Maintaining Data Sync and Data Prep Considerations – Data Orchestration Part 5
This blog is part of the Data Orchestration blog series. Data sync should be maintained as your requirement and environment evolved. In this part, we are highlighting the important elements of maintaining data sync. Next, we a taking a closer look at data prep tools (dataflow and recipe), their limits, and scheduling of data prep.
Maintaining Your Data Sync
We have talked a lot about data sync and the importance of governance limits when setting it up. However, as you continue with new requirements for data analysis and reevaluating old requirements any analytics developer should make sure to maintain a proper setup of the data sync.

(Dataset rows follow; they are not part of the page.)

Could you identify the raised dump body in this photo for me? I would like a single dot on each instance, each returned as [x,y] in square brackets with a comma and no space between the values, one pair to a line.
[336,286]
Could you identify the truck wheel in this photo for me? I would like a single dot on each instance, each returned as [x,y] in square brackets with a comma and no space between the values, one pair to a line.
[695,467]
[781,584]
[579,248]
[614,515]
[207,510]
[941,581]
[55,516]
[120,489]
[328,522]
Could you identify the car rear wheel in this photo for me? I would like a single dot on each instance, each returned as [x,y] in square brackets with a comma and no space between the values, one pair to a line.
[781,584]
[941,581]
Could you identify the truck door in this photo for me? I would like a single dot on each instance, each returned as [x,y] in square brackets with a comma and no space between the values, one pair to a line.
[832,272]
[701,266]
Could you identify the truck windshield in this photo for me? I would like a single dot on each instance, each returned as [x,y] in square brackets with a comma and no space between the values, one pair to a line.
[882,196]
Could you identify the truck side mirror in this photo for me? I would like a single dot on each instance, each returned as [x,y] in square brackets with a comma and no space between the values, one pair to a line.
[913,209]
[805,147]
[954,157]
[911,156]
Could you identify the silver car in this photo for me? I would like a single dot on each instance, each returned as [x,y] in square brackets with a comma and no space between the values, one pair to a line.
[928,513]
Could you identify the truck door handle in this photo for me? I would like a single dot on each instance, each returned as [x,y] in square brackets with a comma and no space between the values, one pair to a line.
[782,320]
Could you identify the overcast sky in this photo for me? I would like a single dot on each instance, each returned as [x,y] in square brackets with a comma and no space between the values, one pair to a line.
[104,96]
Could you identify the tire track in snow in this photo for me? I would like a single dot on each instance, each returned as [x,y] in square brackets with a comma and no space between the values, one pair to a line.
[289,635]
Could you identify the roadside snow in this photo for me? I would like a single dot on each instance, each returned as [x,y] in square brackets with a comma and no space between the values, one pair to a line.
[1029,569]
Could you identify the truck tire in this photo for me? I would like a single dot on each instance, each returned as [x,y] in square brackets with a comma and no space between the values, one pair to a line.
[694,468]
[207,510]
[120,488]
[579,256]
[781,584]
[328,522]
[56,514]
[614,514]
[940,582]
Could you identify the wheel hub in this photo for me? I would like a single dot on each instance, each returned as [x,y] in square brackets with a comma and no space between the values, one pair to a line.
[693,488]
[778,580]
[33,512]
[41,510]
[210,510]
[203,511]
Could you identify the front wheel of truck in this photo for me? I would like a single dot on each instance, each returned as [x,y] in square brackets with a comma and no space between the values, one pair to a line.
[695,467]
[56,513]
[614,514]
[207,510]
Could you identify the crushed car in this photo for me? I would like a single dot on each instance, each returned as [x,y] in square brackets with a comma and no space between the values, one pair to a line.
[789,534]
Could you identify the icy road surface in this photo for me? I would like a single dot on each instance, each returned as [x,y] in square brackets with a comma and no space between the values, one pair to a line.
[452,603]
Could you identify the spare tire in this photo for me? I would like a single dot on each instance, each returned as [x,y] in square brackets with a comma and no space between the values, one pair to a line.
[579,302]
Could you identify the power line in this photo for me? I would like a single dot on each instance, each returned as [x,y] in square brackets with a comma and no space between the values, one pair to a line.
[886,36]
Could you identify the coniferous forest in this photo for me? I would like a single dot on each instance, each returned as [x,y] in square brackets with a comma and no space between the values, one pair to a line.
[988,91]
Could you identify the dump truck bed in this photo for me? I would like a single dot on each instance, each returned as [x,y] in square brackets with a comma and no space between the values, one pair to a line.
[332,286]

When we start creating dataflows and recipes, there are bound to be instances where we have to make changes to the fields and objects which are required as part of the dataset. Requirements change and we might later decide to remove certain fields or add certain fields to the dataset, hence we make the changes in the dataflow or recipe of the corresponding dataset.
When we remove a field from the dataflow, we must ensure that we are removing the same field from the object sync as well, as we do not want to sync fields, which we do not need in our datasets. Removing fields and objects that are no longer needed has the benefit of making the data sync run faster. Note you can only remove the field from the data sync if it is not being referenced in other dataflows. Therefore whenever you are removing fields from the dataflow or recipe regardless of the reason, you should extend the dame action to the data sync if it’s not referenced in any other dataflow.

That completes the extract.